Essayez de “faire abstraction ” des appareils éco­nomiques, et ensuite tâchez de définir le type de rapports de production de la “ Nouvelle Econo­mique n. Le problème apparaîtra insoluble : car le rapport fondamental, décisif de la production est le rapport de la classe ouvrière dirigeante dans la pro­duction, rapport à la fois à chaque couche du prolé­tariat séparément, et à l'élite technique et (si l'on sort des limites de l'économie d'État) à la paysanne­rie. On peut faire abstraction de ce que l'on veut, mais il est inadmissible pour un marxiste de s'écarter de l'essentiel de ce qui définit le contenu du type historique de production. Cette erreur, le camarade Préobrajenski la commet en appliquant d'une façon enfantine le schéma de l'État bourgeois à la dictature du prolétariat.

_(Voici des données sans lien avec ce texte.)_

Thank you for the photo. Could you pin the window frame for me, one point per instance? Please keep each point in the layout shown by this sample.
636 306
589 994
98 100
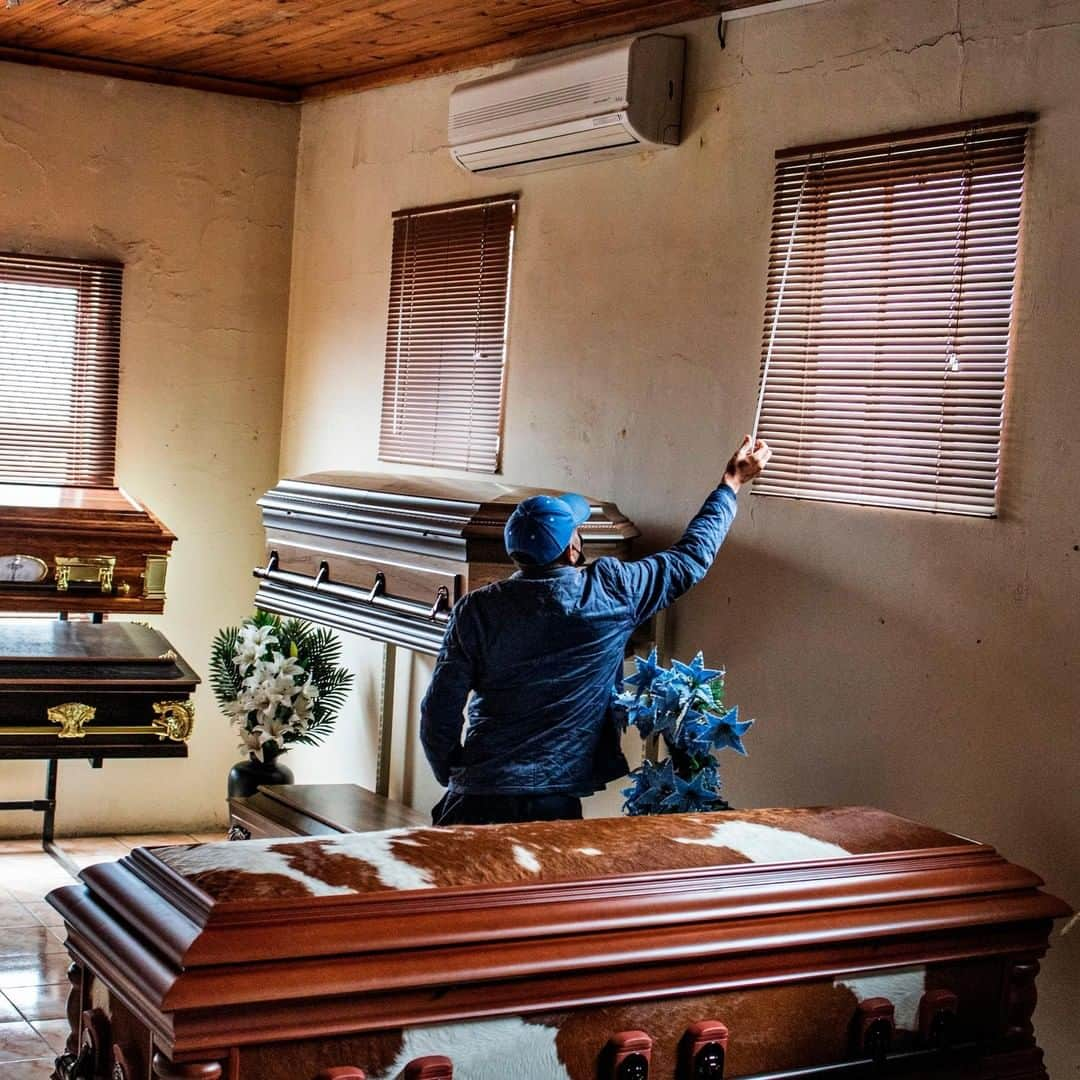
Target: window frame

La superstructure de l'État n'est pas un bien éternel de la société - c'est la première chose ; la seconde, c'est que, tant à sa naissance qu'à son déclin, cette superstructure possède des traits particuliers (d'autant que pas plus là-bas qu'ici elle n'est une superstructure au sens propre “ classique ” du terme). Car elle surgit de la base du début de sa naissance et elle s'absorbe dans la base et se dissout en elle à la fin de son existence lorsque l'État “disparaît”. La période transitoire se caractérise d'abord par un renforcement exceptionnel des fonctions de l'État justement en vertu de la fusion immédiate de la superstructure et de la base.

Mais aussi paradoxal que cela paraisse la circon­stance actuelle est une prémisse de la mort de l'État lui-même, en tant que catégorie spécifique de super­structure. Car la “base” engendre la “superstructure” mais la détruit aussi, comme Chronos détruisit ses propres enfants. “L'administration des choses ” (Engels) dans la société communiste n'est pas (déjà) une fonction de superstructure d'État : c'est une, partie du processus d'ensemble de production où le sujet dirigeant (dirigeant d'une façon planifiée) est la société elle-même, où la loi objective du développe­ment correspond à la norme de ce développement, où l'irrationalité de la vie économique est remplacée par la rationalité. La dictature du prolétariat et les rap­ports de production qui lui correspondent sont le germe de la société communiste.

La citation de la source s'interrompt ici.